Thus, this embodiment can also obtain the effects (1) to (3), as in the first embodiment.
In addition, you may change the said embodiment as follows.

In the primary coil block 5 of the first embodiment, the central axis Cx of the primary coil L1 having a square coil cross section is biased in the diagonal direction of the coil cross section.
As shown in FIG. 25, this is a primary coil L1 having a square coil cross section, and the deviation direction of the central axis Cx of the primary coil L1 is set to the intermediate position of one side formed by the coil cross section. It may be applied to the primary coil block 5 formed by being biased in the orthogonal direction. In this case, the primary coil blocks 5 need to be provided in a line in the direction of bias.

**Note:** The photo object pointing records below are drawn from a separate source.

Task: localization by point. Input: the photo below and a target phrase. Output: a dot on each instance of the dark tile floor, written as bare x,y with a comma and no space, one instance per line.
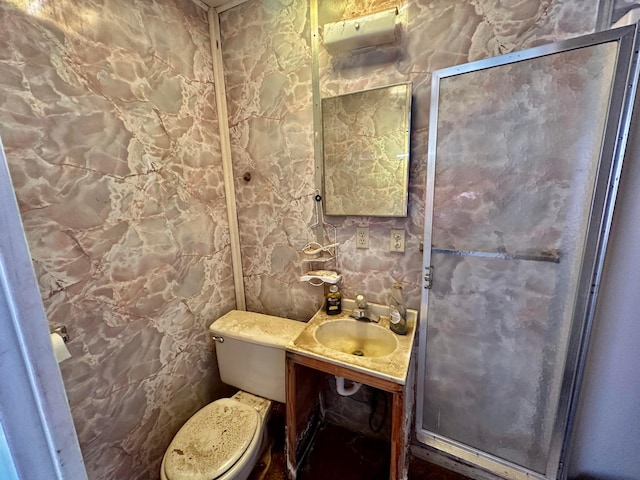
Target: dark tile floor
338,454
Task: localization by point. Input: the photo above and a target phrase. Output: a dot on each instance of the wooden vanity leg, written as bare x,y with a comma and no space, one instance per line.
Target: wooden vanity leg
398,454
291,440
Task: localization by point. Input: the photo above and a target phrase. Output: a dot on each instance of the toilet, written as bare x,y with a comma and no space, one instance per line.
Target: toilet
223,440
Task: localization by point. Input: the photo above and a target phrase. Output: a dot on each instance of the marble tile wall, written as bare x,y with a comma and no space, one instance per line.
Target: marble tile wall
107,114
267,63
267,59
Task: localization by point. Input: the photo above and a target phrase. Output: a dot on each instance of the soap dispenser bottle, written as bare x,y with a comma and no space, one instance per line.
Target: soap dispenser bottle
334,301
397,310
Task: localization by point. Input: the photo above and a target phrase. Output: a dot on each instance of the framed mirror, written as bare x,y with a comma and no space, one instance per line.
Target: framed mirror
366,152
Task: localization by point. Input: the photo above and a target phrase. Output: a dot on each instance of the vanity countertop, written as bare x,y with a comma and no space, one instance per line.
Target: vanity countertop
392,367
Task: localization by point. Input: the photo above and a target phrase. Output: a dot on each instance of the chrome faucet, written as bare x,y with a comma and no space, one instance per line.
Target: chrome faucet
363,312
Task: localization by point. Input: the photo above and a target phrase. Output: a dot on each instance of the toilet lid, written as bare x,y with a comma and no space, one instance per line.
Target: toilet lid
211,441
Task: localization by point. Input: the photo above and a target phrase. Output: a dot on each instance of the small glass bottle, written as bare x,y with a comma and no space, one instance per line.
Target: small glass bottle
334,301
397,310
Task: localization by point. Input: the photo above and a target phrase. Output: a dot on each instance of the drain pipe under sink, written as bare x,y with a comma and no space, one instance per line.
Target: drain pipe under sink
346,392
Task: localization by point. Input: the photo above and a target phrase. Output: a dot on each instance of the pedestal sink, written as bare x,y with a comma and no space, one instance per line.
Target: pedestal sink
356,338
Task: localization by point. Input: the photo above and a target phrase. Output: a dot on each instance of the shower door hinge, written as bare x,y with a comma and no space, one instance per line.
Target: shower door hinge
428,278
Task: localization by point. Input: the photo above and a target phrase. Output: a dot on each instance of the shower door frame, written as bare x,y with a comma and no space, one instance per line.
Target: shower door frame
623,91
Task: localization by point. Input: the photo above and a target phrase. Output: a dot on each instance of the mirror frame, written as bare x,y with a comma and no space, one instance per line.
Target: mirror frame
380,206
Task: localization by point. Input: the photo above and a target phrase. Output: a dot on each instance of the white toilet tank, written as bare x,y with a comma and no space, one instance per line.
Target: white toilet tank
252,355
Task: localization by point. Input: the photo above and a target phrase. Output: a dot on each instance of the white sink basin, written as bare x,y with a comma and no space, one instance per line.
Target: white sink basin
356,338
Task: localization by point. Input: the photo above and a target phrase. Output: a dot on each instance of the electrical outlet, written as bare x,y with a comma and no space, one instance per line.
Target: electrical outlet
396,241
362,237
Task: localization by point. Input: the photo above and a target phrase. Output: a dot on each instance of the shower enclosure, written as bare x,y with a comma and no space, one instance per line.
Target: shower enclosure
525,152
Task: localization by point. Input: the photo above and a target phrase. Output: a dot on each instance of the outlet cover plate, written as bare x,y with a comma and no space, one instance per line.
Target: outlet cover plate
396,241
362,237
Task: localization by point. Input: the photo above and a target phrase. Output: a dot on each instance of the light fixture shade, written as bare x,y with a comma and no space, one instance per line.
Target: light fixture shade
360,32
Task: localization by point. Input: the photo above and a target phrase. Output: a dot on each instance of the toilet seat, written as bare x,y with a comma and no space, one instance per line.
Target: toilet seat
212,441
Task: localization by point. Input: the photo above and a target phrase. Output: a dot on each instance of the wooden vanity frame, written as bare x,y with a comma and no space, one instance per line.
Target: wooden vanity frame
303,388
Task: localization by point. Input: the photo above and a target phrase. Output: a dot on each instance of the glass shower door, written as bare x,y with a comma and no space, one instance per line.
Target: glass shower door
521,179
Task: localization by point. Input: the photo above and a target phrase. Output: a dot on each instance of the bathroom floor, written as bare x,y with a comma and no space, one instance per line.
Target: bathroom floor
338,454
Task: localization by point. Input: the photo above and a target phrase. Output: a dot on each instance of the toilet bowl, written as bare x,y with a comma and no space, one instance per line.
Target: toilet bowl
223,440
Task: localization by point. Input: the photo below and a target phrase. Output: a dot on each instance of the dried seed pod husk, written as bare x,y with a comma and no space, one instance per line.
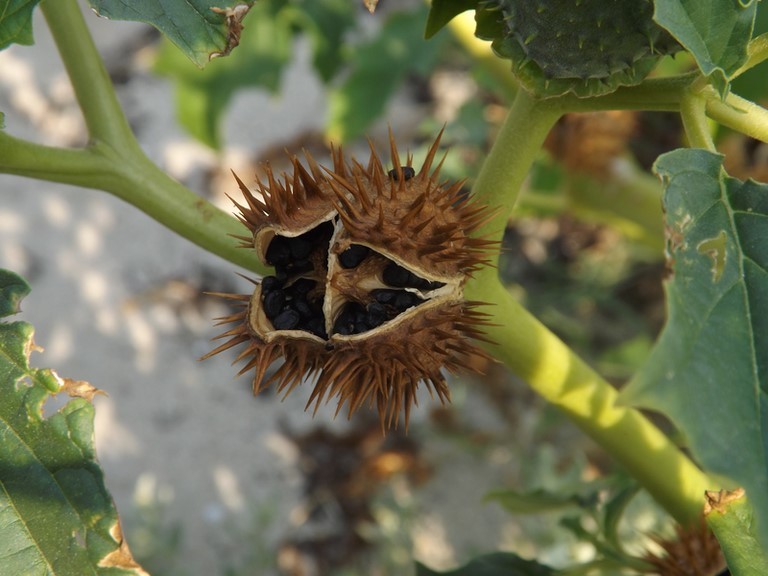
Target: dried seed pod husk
367,297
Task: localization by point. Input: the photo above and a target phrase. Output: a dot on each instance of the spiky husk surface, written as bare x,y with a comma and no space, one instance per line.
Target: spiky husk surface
588,47
408,222
693,551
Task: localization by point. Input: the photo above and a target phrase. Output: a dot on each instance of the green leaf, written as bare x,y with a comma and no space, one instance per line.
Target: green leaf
13,289
200,28
753,84
378,69
715,32
202,96
731,518
16,22
326,22
709,369
56,516
494,564
443,11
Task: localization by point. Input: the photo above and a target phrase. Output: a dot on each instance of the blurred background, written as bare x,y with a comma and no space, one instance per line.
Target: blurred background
209,479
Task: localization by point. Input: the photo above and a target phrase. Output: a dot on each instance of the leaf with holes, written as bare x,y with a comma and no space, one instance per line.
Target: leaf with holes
56,516
716,33
16,22
200,30
709,370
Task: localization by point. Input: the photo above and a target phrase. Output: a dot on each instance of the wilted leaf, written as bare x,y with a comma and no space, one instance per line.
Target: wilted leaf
16,22
202,96
200,30
56,516
716,33
709,369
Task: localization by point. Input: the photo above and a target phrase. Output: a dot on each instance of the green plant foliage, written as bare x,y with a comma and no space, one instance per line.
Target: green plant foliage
495,564
713,32
708,370
202,96
266,44
731,519
443,11
378,68
194,26
56,516
16,22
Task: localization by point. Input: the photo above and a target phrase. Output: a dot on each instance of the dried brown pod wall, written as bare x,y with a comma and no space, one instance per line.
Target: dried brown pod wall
367,293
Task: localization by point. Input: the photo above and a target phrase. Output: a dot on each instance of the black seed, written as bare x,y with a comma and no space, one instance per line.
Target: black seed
406,300
377,314
273,303
269,283
286,320
384,296
353,255
316,326
346,321
300,247
301,267
303,286
281,274
397,276
302,307
408,173
278,252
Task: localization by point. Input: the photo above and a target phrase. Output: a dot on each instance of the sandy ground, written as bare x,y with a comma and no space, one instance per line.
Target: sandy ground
117,301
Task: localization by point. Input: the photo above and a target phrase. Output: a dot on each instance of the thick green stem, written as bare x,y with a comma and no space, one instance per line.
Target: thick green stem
516,147
113,161
90,80
740,115
693,113
532,352
135,179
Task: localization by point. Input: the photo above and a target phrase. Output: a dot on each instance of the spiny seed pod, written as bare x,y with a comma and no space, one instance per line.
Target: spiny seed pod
367,293
587,47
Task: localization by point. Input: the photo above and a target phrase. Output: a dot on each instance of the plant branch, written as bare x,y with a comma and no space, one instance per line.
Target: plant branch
739,114
693,113
138,181
113,160
90,81
757,52
532,352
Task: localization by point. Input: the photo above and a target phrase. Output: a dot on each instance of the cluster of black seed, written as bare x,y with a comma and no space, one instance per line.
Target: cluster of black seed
387,304
285,297
289,308
291,256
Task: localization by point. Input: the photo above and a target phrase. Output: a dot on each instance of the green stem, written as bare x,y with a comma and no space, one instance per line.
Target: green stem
757,52
630,203
531,351
693,113
518,143
740,115
90,81
113,160
138,181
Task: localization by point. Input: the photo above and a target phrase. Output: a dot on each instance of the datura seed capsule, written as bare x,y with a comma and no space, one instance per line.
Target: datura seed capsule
367,293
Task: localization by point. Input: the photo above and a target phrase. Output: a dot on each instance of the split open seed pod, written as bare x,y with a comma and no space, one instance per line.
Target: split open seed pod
367,293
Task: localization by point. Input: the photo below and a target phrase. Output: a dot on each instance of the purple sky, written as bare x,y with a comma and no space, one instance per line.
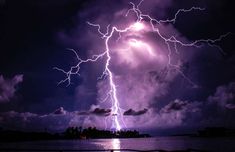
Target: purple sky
153,95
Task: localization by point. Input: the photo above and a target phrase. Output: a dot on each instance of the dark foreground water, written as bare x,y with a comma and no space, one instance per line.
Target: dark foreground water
159,143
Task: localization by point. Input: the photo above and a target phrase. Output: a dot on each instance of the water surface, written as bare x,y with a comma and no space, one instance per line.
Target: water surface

  In the above embodiment, the twelve power supply areas AR1 are formed on the placement surface 3 of the power supply apparatus 1, but the present invention is not limited to this, and is applied to the power supply apparatus 1 including two or more power supply areas AR1. May be.

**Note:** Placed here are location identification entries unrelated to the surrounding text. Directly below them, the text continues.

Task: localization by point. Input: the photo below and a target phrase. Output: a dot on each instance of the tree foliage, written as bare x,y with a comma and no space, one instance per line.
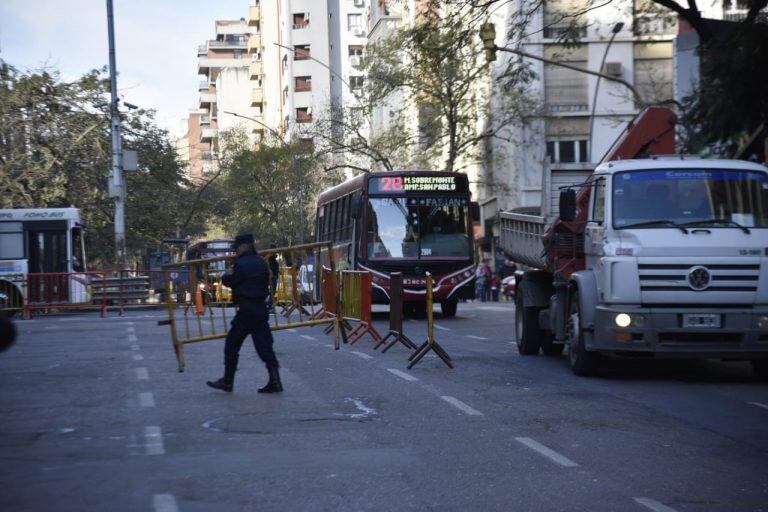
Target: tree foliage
55,151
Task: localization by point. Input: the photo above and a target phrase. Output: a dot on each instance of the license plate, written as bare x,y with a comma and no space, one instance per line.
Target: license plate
702,321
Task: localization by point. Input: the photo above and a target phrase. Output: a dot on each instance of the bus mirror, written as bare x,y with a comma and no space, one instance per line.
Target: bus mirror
568,205
474,210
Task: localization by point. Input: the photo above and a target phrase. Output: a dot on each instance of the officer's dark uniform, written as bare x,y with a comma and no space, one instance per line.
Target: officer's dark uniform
249,282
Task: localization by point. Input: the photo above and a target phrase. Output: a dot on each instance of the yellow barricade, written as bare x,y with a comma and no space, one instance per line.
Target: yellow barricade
200,307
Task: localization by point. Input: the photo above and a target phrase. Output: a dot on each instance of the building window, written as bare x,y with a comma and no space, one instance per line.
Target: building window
304,115
354,22
567,151
301,52
300,20
303,83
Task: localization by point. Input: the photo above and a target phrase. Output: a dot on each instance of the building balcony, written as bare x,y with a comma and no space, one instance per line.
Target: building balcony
207,134
257,97
254,15
255,70
254,43
206,98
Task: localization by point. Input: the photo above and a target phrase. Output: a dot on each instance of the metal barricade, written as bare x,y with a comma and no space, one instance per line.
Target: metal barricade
205,305
430,343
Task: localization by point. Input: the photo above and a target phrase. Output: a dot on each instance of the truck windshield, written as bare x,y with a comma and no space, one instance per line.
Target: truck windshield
690,197
417,228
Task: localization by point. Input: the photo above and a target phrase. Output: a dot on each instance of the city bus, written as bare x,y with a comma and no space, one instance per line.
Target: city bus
41,240
412,222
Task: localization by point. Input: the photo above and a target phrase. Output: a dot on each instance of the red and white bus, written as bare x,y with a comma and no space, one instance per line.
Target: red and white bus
411,222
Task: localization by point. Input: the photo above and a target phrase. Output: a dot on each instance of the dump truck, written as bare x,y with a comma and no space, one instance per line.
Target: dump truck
651,256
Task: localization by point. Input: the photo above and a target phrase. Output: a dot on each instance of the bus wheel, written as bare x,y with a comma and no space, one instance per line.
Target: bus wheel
448,307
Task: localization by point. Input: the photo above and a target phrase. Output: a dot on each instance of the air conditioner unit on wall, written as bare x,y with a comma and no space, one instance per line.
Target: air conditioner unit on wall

  In the third embodiment, the first primary coil block 5a has a regular octagonal truncated pyramid shape and the second primary coil block 5b has a regular reverse octagonal truncated pyramid shape. This is a first primary coil block having a regular polygonal frustum shape (forward / reverse polygonal frustum shape) such as a regular triangular frustum shape (forward / reverse triangular frustum shape) or a regular hexagonal frustum shape (forward / reverse hexagonal frustum shape). You may apply to (2nd primary coil block).

  Of course, the first primary coil block (second primary coil block) having a regular polygonal frustum shape (forward and reverse polygonal frustum shape) has a first primary shape having a truncated cone shape (reverse frustoconical shape). A coil block (second primary coil block) is included.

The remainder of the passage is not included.